To examine whether KNT-127 modulates the localization of immune cells, we administered KNT-127 to mice not treated with DSS. As shown in Figure 4F, KNT-127 administration remarkably affected the populations of DCs, macrophages, and Tregs in the spleen. Briefly, the frequencies of DCs and macrophages were significantly decreased by KNT-127 treatment; conversely, that of Tregs was significantly increased (Figure 4F). These results suggest that systemic administration of KNT-127 affects the localization and/or development of immune cells.

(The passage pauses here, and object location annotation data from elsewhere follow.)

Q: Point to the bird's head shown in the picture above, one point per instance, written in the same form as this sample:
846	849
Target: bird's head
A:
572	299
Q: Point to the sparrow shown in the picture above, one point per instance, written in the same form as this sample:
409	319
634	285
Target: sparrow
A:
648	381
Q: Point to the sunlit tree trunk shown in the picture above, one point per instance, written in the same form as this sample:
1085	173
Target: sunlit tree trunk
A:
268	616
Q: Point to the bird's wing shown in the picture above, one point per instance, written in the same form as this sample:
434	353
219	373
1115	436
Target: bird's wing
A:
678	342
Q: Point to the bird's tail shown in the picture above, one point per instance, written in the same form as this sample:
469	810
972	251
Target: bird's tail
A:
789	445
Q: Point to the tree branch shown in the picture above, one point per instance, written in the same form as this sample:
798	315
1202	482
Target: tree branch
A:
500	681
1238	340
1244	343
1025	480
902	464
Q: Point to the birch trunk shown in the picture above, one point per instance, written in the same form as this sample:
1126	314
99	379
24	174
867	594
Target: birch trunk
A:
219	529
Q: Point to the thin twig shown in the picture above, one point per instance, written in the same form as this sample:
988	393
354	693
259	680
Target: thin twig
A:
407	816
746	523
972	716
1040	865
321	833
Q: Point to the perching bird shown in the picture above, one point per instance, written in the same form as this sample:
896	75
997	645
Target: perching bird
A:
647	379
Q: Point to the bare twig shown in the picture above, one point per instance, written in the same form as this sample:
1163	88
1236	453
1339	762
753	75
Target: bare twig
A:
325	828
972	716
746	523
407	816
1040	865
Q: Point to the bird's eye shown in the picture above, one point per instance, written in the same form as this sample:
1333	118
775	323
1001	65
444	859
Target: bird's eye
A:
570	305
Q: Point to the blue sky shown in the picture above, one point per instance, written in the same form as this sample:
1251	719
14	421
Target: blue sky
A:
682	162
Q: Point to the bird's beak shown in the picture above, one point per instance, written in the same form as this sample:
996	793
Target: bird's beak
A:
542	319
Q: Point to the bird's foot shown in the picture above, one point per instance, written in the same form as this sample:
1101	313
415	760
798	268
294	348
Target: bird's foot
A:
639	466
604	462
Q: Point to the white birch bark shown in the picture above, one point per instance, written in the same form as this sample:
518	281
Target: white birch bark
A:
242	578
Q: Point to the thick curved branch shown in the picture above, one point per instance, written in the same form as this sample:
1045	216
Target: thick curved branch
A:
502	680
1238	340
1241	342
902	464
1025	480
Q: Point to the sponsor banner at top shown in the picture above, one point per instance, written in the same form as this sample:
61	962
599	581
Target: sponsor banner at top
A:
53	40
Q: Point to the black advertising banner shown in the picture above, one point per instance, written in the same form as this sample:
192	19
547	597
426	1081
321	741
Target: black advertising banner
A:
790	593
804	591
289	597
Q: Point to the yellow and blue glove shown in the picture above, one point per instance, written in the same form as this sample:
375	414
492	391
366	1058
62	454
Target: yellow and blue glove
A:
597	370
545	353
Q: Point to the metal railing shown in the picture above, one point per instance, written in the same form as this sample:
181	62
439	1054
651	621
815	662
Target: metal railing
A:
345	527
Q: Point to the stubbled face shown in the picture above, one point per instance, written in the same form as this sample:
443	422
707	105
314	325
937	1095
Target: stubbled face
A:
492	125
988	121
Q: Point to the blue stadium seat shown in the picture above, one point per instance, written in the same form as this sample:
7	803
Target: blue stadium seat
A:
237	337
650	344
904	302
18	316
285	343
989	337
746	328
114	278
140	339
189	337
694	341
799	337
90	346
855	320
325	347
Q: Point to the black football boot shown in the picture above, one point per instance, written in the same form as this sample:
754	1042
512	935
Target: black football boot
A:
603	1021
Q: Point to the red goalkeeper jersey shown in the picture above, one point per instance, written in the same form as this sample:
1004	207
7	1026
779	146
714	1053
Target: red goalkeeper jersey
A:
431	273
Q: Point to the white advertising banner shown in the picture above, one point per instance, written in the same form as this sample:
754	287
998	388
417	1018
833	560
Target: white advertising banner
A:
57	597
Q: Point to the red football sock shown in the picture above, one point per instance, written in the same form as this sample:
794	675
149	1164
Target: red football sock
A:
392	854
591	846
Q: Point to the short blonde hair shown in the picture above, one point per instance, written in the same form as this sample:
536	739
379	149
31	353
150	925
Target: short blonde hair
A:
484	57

Above-mentioned results suggest that immune cells in the intestine directly responded to KNT-127. To clarify whether these cells express DOR on their surface to receive the signaling from KNT-127, we performed flow cytometry using anti-DOR Ab. As shown in Figure 5A, although the expression levels of DOR on hematopoietic cells isolated from the spleen were low, apparent expression of DOR was detected on immune cells from the MLNs, especially macrophages, CD11b+ DCs, neutrophils, and B cells. The expression levels of DOR on macrophages, neutrophils, and B cells in MLNs of colitis mice were lower than those of non-DSS-treated mice, whereas the DOR expression levels on DCs were not decreased by DSS-treatment (Figure 5B). Although the mechanism by which DSS treatment suppressed the expression of DOR on several immune cells is not revealed, considering that KNT-127 treatment further reduced the expression level of DOR on macrophages of colitis mice, the reduced expression levels of DOR on macrophages of colitis mice may be enough to respond to KNT-127.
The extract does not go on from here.